A phrase such as an “aspect” does not imply that such aspect is essential to the subject technology or that such aspect applies to all configurations of the subject technology. A disclosure relating to an aspect may apply to all configurations, or one or more configurations. A phrase such as an aspect may refer to one or more aspects and vice versa. A phrase such as an “embodiment” does not imply that such embodiment is essential to the subject technology or that such embodiment applies to all configurations of the subject technology. A disclosure relating to an embodiment may apply to all embodiments, or one or more embodiments. A phrase such an embodiment may refer to one or more embodiments and vice versa.

Furthermore, to the extent that the term “include,” “have,” or the like is used in the description or the claims, such term is intended to be inclusive in a manner similar to the term “comprise” as “comprise” is interpreted when employed as a transitional word in a claim.

The word “exemplary” is used herein to mean “serving as an example, instance, or illustration.” Any embodiment described herein as “exemplary” is not necessarily to be construed as preferred or advantageous over other embodiments.

A reference to an element in the singular is not intended to mean “one and only one” unless specifically stated, but rather “one or more.” The term “some” refers to one or more. Underlined and/or italicized headings and subheadings are used for convenience only, do not limit the subject technology, and are not referred to in connection with the interpretation of the description of the subject technology. All structural and functional equivalents to the elements of the various configurations described throughout this disclosure that are known or later come to be known to those of ordinary skill in the art are expressly incorporated herein by reference and intended to be encompassed by the subject technology. Moreover, nothing disclosed herein is intended to be dedicated to the public regardless of whether such disclosure is explicitly recited in the above description.

Claims

What is claimed is:

1. A system for actuating a control surface of a deployable member, the system comprising:

an actuator disposed within a fuselage structure of a missile;

a double joint comprising a distal end for connecting to the actuator and a proximal end for engaging the control surface, wherein the double joint further comprises a first pivot and a second pivot, the distal end configured to pivot about a first pivot axis formed by the first pivot and the proximal end configured to pivot about a second axis formed by the second pivot, the first pivot configured to pivot about the second pivot axis and the second pivot configured to pivot about the first pivot axis; and

a mechanical brake configured to controllably prevent rotation of the actuator.

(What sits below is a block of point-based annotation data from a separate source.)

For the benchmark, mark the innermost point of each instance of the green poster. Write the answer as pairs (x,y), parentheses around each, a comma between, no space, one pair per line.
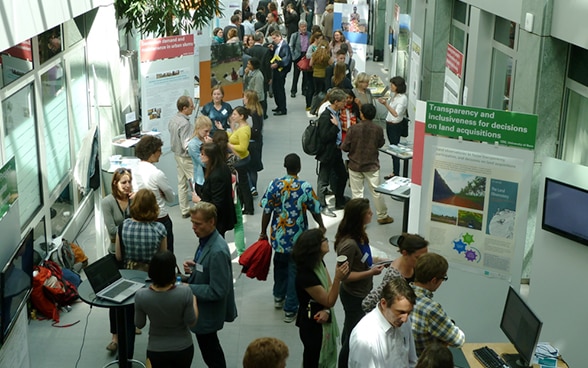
(506,128)
(8,189)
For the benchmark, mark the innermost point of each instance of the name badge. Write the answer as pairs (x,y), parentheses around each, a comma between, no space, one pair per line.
(364,258)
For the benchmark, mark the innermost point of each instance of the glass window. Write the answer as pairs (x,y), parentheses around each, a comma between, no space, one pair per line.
(504,31)
(576,131)
(56,129)
(460,11)
(20,140)
(78,96)
(50,44)
(577,68)
(500,82)
(15,62)
(457,38)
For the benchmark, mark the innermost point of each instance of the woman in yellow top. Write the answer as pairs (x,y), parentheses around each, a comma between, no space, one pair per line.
(239,144)
(319,61)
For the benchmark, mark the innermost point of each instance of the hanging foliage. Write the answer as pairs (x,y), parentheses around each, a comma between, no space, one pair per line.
(166,17)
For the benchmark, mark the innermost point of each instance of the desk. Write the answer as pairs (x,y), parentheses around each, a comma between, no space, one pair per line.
(401,151)
(88,296)
(499,347)
(399,189)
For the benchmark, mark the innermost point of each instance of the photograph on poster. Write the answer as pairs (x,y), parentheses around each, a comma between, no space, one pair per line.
(502,204)
(469,219)
(459,189)
(444,214)
(226,61)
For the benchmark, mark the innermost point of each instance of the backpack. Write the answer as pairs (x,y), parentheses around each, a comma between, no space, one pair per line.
(63,255)
(310,139)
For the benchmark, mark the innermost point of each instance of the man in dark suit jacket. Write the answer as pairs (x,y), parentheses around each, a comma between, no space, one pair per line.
(331,167)
(211,281)
(264,55)
(281,64)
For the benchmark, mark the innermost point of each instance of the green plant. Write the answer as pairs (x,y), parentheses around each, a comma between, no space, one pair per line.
(165,17)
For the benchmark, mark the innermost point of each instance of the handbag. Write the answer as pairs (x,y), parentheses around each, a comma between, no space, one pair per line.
(304,64)
(404,127)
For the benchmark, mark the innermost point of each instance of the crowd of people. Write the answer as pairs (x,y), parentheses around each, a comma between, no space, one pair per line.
(218,157)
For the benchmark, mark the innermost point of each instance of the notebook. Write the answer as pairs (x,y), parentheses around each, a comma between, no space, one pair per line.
(133,129)
(107,281)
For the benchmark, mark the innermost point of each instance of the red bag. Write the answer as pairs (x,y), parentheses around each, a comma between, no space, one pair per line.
(304,64)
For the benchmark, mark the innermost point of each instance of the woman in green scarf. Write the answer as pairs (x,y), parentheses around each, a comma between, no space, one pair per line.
(317,295)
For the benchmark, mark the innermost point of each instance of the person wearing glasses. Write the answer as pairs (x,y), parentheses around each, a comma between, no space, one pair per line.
(317,295)
(430,323)
(410,247)
(352,242)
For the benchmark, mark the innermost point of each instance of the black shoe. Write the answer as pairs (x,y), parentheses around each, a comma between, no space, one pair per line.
(327,212)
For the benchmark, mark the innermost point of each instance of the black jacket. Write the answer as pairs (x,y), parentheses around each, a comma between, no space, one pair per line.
(328,136)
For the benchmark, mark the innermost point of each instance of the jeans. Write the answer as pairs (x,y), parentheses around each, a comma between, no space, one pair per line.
(212,351)
(393,133)
(285,281)
(353,314)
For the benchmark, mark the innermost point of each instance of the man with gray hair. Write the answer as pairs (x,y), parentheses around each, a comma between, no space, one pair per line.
(180,132)
(264,55)
(299,45)
(331,167)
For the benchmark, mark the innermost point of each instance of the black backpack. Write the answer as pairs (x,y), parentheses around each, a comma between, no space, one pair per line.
(310,139)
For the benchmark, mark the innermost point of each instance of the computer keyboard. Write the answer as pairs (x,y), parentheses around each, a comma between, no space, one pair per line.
(489,359)
(118,289)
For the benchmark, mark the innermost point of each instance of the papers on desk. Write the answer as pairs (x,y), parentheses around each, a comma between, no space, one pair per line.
(400,150)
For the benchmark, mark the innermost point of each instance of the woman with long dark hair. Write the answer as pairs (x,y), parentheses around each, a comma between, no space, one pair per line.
(250,99)
(317,325)
(217,187)
(172,310)
(352,241)
(396,107)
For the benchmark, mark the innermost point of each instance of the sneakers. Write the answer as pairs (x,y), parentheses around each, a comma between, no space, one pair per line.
(279,303)
(385,220)
(289,317)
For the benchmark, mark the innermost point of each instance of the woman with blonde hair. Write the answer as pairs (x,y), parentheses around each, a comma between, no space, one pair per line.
(319,61)
(217,110)
(363,95)
(250,99)
(201,135)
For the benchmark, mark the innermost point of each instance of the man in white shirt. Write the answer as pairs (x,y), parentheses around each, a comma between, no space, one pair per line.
(147,175)
(180,132)
(383,338)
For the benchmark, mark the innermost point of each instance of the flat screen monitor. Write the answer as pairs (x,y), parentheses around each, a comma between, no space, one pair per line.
(522,327)
(16,281)
(133,129)
(564,210)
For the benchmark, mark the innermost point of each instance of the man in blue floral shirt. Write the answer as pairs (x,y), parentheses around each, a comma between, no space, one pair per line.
(285,203)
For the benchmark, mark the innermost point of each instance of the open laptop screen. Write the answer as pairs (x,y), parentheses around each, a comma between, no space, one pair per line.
(133,129)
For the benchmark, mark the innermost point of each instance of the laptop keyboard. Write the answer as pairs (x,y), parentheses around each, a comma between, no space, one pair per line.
(118,289)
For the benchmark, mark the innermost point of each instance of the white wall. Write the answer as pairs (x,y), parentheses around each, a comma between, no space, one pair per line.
(23,19)
(568,22)
(557,292)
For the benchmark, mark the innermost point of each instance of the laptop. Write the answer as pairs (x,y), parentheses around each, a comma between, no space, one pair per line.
(107,281)
(133,129)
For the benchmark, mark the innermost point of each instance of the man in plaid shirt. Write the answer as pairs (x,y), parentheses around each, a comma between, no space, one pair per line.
(430,323)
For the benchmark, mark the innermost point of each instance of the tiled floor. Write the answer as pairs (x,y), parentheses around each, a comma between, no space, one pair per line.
(61,347)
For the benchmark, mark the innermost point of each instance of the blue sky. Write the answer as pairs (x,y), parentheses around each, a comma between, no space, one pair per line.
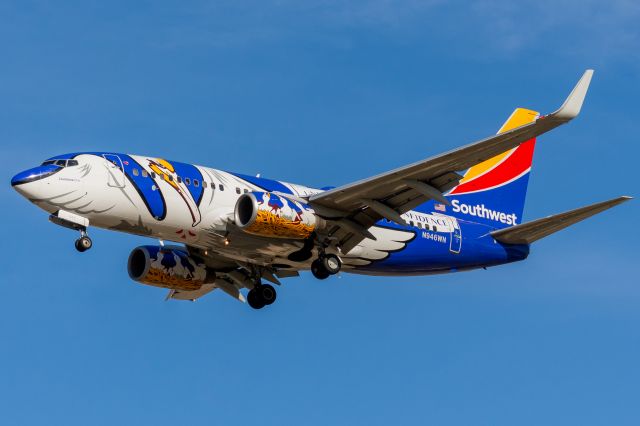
(322,93)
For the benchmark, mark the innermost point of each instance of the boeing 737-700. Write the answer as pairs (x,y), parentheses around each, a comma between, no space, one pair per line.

2. The system of claim 1, wherein the distal end of the double joint comprises a flange for connecting to the actuator.

3. The system of claim 1, wherein the proximal end of the double joint comprises a spline configured to engage the control surface and allow the control surface to thermally expand without inhibiting actuation of the control surface.

4. The system of claim 1, wherein the first pivot of the double joint is configured to allow the control surface to move with the deployable member from a stowed position to a deployed position such that the control surface is substantially aligned with the deployable member during the deployment.

5. The system of claim 1, wherein the second pivot of the double joint is configured to accommodate for any misalignment that may occur between the control surface and the deployable member as a result of thermal expansion, bending, or deflection.

6. The system of claim 1, the system further comprising a compliant connection point for connecting the control surface to the deployable member, wherein the compliant connection point allows the control surface to thermally expand without inhibiting actuation of the control surface.

7. The system of claim 6, wherein the compliant connection point is disposed distal to the double joint.

8. The system of claim 1, wherein the missile is a supersonic missile.

9. The system of claim 1, wherein the deployable member comprises a deployable wing.

10. The system of claim 1, wherein the deployable member comprises a deployable fin.